Владимир Лещенко - Сети зла
– Ты знакома с поэзией Чжунго и Ниппон? Только там употребляют такие, хм, выражения.
– А то ж? – как можно небрежнее пожала Орландина плечами. – Ты что думал – я дикая совсем? – И добавила, непринужденно соврав: – У нас в полку служил один мужик из Чжунго. Говорят, тамошний беглый принц. А может, врут…
– Ну, хорошо, слушай.
И, присев на парапет, он запел:
Десять стрел на десяти ветрах,Лук, сплетенный из ветвей и трав.Он придет издалека,Меч вождя в его руках.Белый волк ведет его в тот лес,Белый гриф следит за ним с небес,С ним придет единорог,Он чудесней всех чудес.Десять стрел на десяти ветрах,Лук, сплетенный из ветвей и травОн придет издалека,Он чудесней всех чудес.Он войдет на твой порог —Меч дождя в его руках.
– Очень красивая песня, – тихо молвила Орландина. – А еще чего-нибудь…
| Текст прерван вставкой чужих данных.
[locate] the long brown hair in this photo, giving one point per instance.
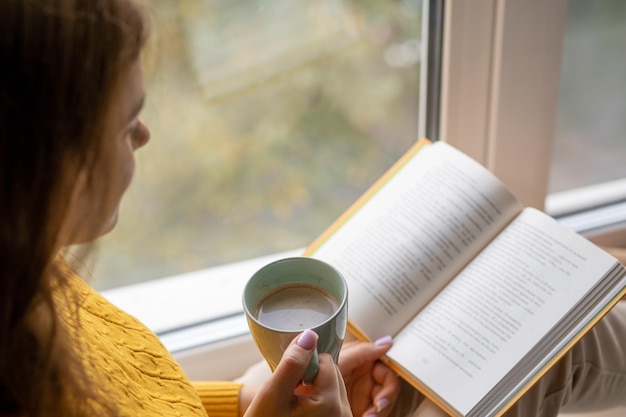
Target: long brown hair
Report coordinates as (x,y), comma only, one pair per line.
(60,61)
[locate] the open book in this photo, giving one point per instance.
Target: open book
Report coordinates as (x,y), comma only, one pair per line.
(481,295)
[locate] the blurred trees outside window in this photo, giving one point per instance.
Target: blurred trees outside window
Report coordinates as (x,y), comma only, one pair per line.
(268,119)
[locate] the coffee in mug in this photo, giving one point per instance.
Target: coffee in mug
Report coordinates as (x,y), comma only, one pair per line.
(291,295)
(296,307)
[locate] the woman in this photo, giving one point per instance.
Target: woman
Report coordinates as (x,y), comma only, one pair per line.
(71,90)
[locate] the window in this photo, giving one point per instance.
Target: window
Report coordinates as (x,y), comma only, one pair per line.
(268,119)
(500,91)
(589,145)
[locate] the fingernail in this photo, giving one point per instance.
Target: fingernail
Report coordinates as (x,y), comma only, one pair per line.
(381,404)
(383,341)
(307,339)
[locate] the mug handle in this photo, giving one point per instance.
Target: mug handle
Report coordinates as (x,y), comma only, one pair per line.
(311,370)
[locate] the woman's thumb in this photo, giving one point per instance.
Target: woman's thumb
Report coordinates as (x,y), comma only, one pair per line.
(295,360)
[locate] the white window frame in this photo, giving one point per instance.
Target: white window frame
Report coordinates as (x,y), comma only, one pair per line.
(499,87)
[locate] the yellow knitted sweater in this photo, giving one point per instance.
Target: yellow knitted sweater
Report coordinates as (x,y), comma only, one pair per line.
(139,373)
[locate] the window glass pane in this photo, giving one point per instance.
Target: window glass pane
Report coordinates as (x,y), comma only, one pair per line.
(268,118)
(590,146)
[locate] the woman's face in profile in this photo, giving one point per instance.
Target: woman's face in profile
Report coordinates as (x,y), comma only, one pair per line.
(124,133)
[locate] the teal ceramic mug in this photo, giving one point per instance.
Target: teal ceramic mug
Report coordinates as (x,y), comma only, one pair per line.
(288,296)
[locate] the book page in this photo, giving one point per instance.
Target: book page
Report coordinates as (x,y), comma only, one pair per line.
(499,307)
(414,234)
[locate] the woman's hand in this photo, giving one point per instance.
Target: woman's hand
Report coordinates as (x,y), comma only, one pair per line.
(371,385)
(282,394)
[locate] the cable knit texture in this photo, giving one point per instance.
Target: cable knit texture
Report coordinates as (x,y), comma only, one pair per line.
(136,369)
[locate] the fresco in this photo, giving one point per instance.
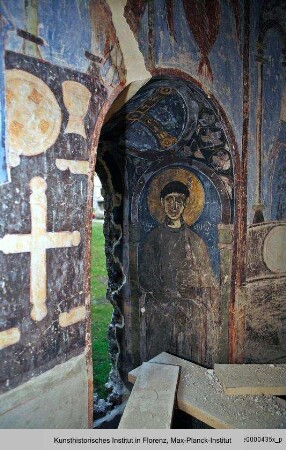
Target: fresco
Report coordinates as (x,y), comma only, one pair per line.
(51,114)
(211,51)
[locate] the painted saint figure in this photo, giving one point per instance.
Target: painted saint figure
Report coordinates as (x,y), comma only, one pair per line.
(180,289)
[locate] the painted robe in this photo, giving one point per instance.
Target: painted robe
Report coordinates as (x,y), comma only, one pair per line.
(181,295)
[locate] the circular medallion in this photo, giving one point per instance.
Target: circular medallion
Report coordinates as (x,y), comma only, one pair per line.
(196,201)
(274,249)
(33,114)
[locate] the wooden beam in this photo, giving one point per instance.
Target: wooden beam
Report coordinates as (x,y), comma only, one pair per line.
(252,379)
(151,401)
(201,395)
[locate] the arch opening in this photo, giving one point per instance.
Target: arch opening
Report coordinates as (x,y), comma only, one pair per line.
(169,281)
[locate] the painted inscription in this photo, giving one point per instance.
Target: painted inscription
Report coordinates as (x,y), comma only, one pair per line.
(76,99)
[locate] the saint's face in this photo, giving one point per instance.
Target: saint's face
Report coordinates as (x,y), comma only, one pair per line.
(174,205)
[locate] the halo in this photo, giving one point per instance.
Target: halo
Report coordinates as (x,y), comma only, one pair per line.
(196,201)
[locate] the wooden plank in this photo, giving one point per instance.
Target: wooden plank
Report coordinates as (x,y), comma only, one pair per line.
(151,401)
(201,395)
(252,379)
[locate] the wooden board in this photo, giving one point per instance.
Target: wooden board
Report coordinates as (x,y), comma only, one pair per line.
(201,395)
(151,402)
(252,379)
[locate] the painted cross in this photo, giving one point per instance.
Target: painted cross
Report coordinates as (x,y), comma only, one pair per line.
(37,243)
(140,115)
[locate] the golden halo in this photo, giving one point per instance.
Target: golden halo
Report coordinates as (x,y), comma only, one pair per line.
(196,201)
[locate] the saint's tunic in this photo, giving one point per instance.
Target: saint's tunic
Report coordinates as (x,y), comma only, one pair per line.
(180,293)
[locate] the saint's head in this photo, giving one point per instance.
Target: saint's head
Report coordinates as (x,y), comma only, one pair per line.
(174,197)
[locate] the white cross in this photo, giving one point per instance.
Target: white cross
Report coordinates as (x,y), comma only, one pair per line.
(36,243)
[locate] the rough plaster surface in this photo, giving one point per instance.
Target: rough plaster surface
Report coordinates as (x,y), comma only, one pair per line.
(56,399)
(252,379)
(151,402)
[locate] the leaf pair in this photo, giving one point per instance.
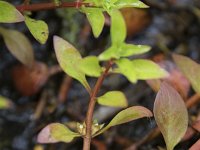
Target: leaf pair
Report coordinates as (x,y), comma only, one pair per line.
(73,64)
(113,99)
(38,28)
(96,18)
(57,132)
(119,48)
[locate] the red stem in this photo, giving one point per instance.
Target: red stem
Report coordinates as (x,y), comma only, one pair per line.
(48,6)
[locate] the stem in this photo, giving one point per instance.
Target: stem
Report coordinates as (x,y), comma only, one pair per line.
(51,5)
(89,120)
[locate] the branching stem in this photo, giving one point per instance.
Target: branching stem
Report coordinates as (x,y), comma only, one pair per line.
(48,6)
(89,120)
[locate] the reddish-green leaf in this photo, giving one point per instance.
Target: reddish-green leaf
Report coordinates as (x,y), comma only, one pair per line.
(4,102)
(113,99)
(69,59)
(19,45)
(127,115)
(118,27)
(56,132)
(190,69)
(171,115)
(9,14)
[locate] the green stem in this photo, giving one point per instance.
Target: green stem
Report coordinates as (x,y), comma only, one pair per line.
(51,5)
(89,120)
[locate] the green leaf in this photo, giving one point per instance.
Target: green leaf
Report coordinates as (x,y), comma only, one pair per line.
(4,102)
(130,3)
(56,132)
(123,50)
(69,59)
(38,29)
(171,115)
(146,69)
(109,53)
(9,14)
(113,99)
(127,115)
(131,49)
(190,69)
(118,27)
(126,68)
(19,45)
(90,66)
(96,19)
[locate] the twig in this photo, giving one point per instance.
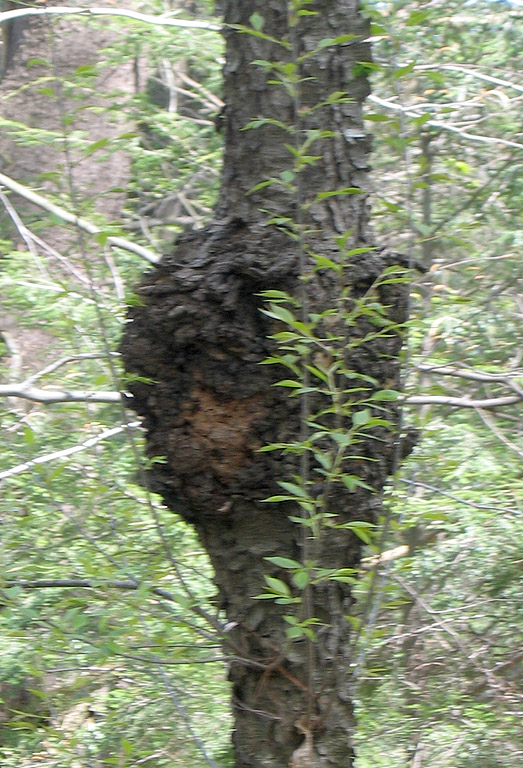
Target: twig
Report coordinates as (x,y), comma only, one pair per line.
(57,455)
(86,226)
(163,20)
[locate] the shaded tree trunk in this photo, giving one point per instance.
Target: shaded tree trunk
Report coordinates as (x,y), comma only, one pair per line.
(199,335)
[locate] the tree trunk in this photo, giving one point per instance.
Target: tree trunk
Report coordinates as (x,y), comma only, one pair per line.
(199,337)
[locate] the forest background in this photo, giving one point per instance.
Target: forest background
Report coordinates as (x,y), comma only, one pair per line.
(114,121)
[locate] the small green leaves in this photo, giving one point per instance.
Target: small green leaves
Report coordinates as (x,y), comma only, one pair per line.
(257,21)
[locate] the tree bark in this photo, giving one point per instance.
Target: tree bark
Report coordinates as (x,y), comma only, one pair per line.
(199,337)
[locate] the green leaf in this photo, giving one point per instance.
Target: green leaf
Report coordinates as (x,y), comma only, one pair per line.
(385,394)
(283,562)
(96,145)
(297,490)
(277,585)
(301,579)
(361,417)
(257,21)
(288,383)
(336,192)
(279,313)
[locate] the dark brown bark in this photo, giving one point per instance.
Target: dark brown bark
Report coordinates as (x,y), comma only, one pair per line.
(200,335)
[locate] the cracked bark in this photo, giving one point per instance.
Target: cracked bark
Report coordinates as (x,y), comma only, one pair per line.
(200,336)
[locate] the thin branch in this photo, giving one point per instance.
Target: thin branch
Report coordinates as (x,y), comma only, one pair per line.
(468,71)
(465,373)
(412,112)
(20,226)
(87,226)
(452,496)
(38,395)
(57,455)
(123,584)
(462,402)
(163,20)
(487,420)
(58,364)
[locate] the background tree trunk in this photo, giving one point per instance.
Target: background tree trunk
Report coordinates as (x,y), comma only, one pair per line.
(199,335)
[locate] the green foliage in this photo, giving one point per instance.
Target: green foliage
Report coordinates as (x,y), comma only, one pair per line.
(437,633)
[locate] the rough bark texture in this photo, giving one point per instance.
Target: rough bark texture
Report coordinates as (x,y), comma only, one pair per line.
(200,335)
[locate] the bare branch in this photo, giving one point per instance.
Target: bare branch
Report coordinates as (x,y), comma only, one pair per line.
(38,395)
(462,402)
(472,72)
(449,495)
(163,20)
(87,226)
(488,421)
(57,455)
(124,584)
(469,373)
(412,112)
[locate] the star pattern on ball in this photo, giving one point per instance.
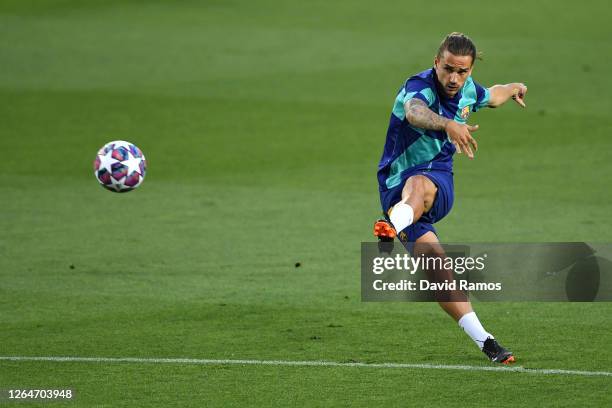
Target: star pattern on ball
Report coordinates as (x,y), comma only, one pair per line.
(132,163)
(106,161)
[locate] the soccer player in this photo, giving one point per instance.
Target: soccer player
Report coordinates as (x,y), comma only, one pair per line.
(415,174)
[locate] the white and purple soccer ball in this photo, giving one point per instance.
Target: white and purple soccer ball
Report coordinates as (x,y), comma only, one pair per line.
(120,166)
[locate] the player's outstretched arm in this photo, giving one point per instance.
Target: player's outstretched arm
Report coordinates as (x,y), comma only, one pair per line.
(500,94)
(419,115)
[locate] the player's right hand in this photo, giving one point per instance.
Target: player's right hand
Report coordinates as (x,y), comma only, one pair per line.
(461,137)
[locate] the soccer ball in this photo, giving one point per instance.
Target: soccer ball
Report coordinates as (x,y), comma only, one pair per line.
(120,166)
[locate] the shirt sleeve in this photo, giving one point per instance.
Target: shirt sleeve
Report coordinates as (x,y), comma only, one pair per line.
(482,97)
(416,87)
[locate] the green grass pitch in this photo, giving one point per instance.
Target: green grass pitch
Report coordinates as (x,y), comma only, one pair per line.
(262,123)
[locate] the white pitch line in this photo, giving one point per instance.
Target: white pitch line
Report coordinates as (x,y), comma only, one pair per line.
(197,361)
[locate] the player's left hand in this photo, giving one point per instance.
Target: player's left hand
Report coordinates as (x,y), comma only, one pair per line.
(519,94)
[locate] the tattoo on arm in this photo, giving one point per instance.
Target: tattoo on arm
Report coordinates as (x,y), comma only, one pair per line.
(419,115)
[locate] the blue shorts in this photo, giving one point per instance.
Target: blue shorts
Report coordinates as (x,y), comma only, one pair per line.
(441,206)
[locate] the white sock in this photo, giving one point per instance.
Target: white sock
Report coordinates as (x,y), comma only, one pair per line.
(471,325)
(401,216)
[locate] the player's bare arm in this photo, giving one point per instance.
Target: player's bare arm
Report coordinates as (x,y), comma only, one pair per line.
(419,115)
(500,94)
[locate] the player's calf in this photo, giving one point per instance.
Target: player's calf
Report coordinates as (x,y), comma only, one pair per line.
(418,195)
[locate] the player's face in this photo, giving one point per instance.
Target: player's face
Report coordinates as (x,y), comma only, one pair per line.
(452,71)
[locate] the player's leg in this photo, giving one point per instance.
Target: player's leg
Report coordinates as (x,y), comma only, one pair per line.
(461,311)
(418,195)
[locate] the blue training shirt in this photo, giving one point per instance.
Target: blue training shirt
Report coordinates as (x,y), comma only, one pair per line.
(409,148)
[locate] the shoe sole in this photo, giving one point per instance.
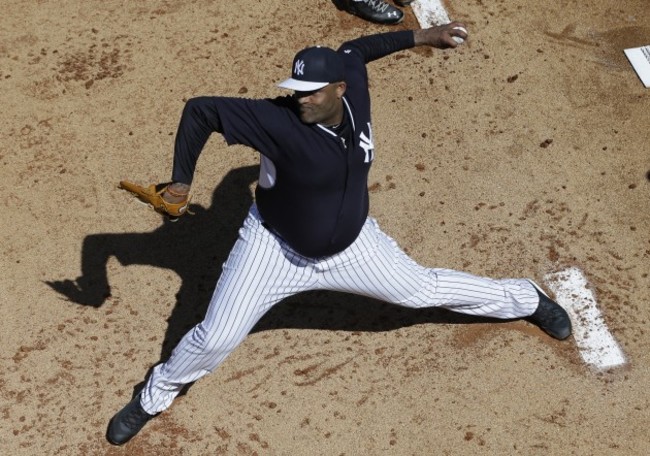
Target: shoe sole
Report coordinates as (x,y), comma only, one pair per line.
(559,336)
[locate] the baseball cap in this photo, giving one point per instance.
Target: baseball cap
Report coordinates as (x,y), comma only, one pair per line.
(314,68)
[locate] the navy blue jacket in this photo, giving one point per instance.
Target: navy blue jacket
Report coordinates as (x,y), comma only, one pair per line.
(319,201)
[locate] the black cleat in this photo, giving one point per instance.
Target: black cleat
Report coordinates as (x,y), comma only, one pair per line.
(372,10)
(127,422)
(550,316)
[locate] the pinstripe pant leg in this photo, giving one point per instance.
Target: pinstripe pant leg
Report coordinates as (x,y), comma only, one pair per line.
(375,266)
(258,273)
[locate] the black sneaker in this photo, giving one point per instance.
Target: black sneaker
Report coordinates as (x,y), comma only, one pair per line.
(127,422)
(550,316)
(372,10)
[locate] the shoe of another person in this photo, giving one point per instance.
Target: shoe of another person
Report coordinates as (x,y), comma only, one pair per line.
(127,422)
(372,10)
(550,316)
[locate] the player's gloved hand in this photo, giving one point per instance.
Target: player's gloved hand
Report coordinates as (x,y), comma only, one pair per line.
(161,197)
(441,36)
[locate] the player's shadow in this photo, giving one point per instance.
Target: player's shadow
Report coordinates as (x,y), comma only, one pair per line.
(196,246)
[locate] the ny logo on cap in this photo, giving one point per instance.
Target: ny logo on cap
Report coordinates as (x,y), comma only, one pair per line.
(299,68)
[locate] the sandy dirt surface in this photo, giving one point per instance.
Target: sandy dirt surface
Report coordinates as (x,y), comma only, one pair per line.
(523,152)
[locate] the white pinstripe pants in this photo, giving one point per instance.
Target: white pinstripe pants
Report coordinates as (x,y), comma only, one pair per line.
(262,270)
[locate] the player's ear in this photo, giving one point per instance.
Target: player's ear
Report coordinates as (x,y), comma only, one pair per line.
(340,88)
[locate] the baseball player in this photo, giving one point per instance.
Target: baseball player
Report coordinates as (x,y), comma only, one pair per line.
(309,227)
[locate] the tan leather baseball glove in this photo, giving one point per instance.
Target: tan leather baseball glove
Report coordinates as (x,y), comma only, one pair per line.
(153,195)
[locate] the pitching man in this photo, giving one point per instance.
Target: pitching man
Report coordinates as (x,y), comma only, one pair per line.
(309,227)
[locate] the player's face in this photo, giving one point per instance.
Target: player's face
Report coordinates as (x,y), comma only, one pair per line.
(322,106)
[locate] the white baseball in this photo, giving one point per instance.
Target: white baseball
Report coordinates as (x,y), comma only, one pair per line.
(458,39)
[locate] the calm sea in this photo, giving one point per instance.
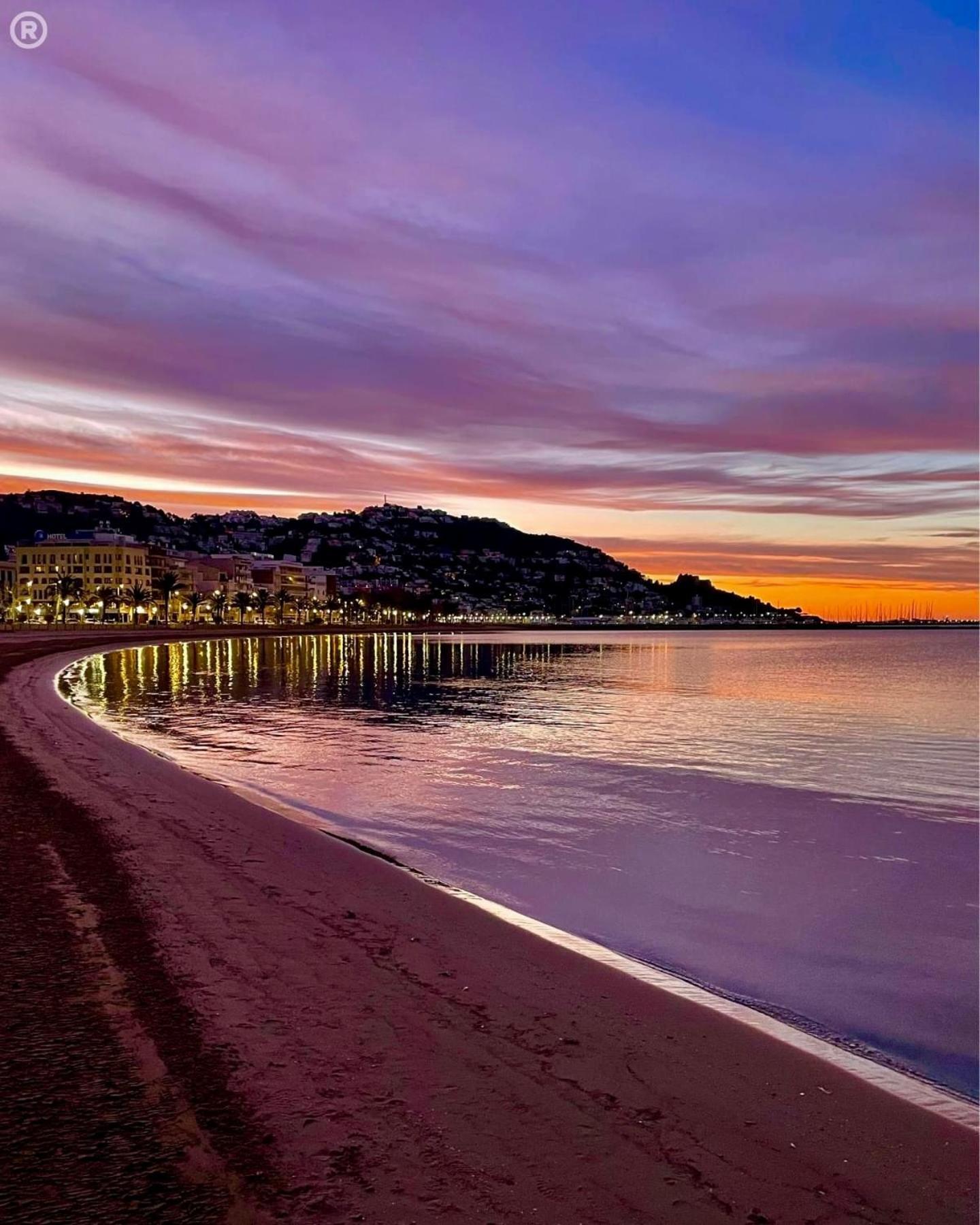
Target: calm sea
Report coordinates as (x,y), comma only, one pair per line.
(789,819)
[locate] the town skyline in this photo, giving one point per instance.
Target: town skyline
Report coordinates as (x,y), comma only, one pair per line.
(299,259)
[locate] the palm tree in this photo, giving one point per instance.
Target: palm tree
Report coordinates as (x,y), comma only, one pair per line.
(243,603)
(263,600)
(218,604)
(105,595)
(283,597)
(168,585)
(69,588)
(134,598)
(195,600)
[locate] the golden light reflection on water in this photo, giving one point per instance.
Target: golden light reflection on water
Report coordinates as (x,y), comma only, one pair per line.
(785,817)
(889,715)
Одним словом, она забыла и про то, что хотела спросить, и про дела. Но когда они расставались, не позабыла поинтересоваться, в какой гостинице живет парень.
При случае надо заглянуть. Завтра, например…
Глава 10. ПРОГУЛКА
Легко сказать: сиди в номере и никуда не отлучайся.
А как тут усидишь, если ноги так и несут тебя прочь из гостиницы, туда, на улицу?
Это же Тартесс! Один из самых древних городов Геба! Здесь на каждом шагу столько всего любопытного и занимательного, что просто мочи нет терпеть, так хочется все увидеть. Хоть мельком, хоть одним глазком.
Она и так долго крепилась, изо всех сил сопротивляясь искушению.
Как послушная и хорошая девочка прибралась в комнате. А то от этих ленивцев-слуг дождешься. Как же. Третий день они с сестрой здесь гостят, а еще никто ни разу не явился, чтобы навести в номере порядок.
Взбила перины и перестелила постели.
Ох, что в «Хозяине морей» замечательного, так это перины. Мягкие, большие. И такие же пуховые, огромные и высокие подушки. Ради них можно было смириться даже с нахальными тараканами, сновавшими туда-сюда.
У себя в обители Орланда привыкла спать на тюфяке, набитом соломой. Жестко, но необходимо для усмирения плоти.
А тут такое раздолье. И зачем только нужно это самое издевательство над собственным телом? Может, права Динка, что поругивает монастырские обычаи?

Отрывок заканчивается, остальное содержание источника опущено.